日本三大名瀑がある大子町で、起業家が地域課題を解決するアイデアソン
地域が持つ課題と魅力、地域資源を見出し、地域の稼げるビジネスプランの構築方法を学ぶ『茨城県北ローカルベンチャースクール』。2018年度の第2回目となる講座のテーマは『地域資源視察・チームビルディング』です。ガイド役を務めるのは、東北プリントワールド株式会社・代表取締役の高橋慶彦(たかはし・よしひこ)さんです。
今回の講座は、主に2つのセクションで構成。一つは、大子町各所でのフィールドワーク。現地の視察や、その場所に関わっている方から直にお話を伺いながら、地域の魅力や課題を発見する取り組みです。もう一つは、フィールドワークの結果をもとに、ビジネスプランを構築するグループワーク。チームごとに『大子町の課題解決ビジネスプラン』をつくりながら、様々なアウトプットのトレーニングを経験します。

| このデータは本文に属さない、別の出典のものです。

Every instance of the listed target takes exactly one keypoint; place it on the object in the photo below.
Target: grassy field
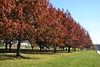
(74, 59)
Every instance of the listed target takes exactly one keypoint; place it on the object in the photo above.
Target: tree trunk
(78, 49)
(6, 45)
(63, 48)
(74, 49)
(18, 46)
(54, 48)
(32, 47)
(81, 49)
(68, 49)
(40, 48)
(9, 46)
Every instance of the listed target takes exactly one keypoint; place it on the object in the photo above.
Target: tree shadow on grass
(13, 57)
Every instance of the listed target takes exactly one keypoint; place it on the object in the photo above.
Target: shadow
(13, 57)
(29, 51)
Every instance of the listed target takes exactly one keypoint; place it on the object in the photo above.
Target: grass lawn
(75, 59)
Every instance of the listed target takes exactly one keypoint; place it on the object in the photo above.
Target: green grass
(74, 59)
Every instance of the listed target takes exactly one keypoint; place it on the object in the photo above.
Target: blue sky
(86, 12)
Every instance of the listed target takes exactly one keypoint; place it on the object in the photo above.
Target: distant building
(97, 46)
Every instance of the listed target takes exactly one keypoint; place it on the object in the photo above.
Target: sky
(85, 12)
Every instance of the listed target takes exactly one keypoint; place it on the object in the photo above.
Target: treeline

9月22日・23日の2日間、合宿形式で開催された今回の講座の様子をレポートしていきます。
日本三大名瀑がある大子町
講座の前半戦は、大子町でのフィールドワーク。大子町役場まちづくり課の齋藤さん・吉成さん・保坂さん、茨城県職員の大兼さん、そしてNPO法人まちの研究室理事長の川井さんの協力のもと、行なわれました。
【大子町データ】
■概要
・面積:325平方キロメートル
・人口:17395人(平成30年9月1日)※毎年、400~500人ほど減少
・高齢化率:43.00%(平成30年9月1日)
・地勢:面積の約8割が山林
・気候:高温多雨で寒暖の差が大きい
・主な産業:観光(年間110万人が訪れます)、農林業
■特徴
・自然資源:袋田の滝、久慈川、男体山などが代表的。
・観光地:袋田の滝(日本三大名瀑)、温泉、プール、オートキャンプ場、旧上岡小学校など
・イベント:ひなまつり、よさこい祭り、クラフト展など
・産業:農業、林業、工業(『うまい棒』発祥の地)
・特産品:お茶(栽培の北限)、奥久慈リンゴ、漆、奥久慈軍鶏(日本三大軍鶏)、お米、こんにゃく(発祥の地と言われています)、鮎、クラフトビール
そのほか、コミュニティFM『FM大子』の運営、アーティスト誘致、空き家バンク、移住支援などの取り組みも行われています。
町の魅力を五感で探る
地域の魅力も課題も含めて、とにかく様々なことを「発見」するのが1日目の目的。訪れたのは、『daigo front』『常陸大子駅周辺の商店街』『仲野りんご園』『旧上岡小学校』『袋田の滝』を巡りました。1ヵ所に滞在できる時間は短かったものの、見て・触って・聴いて・味わって・理解して……と、五感をフルに活用したフィールドワークです。
■daigo front
JR常陸大子駅から、徒歩1分に位置するシェアオフィス。ここは大子町の最先端が集まる場所であること、そしてホテルのフロントのように“おもてなしの最初の場所”となることを目指して、『daigo front(ダイゴ・フロント)』と名付けられました。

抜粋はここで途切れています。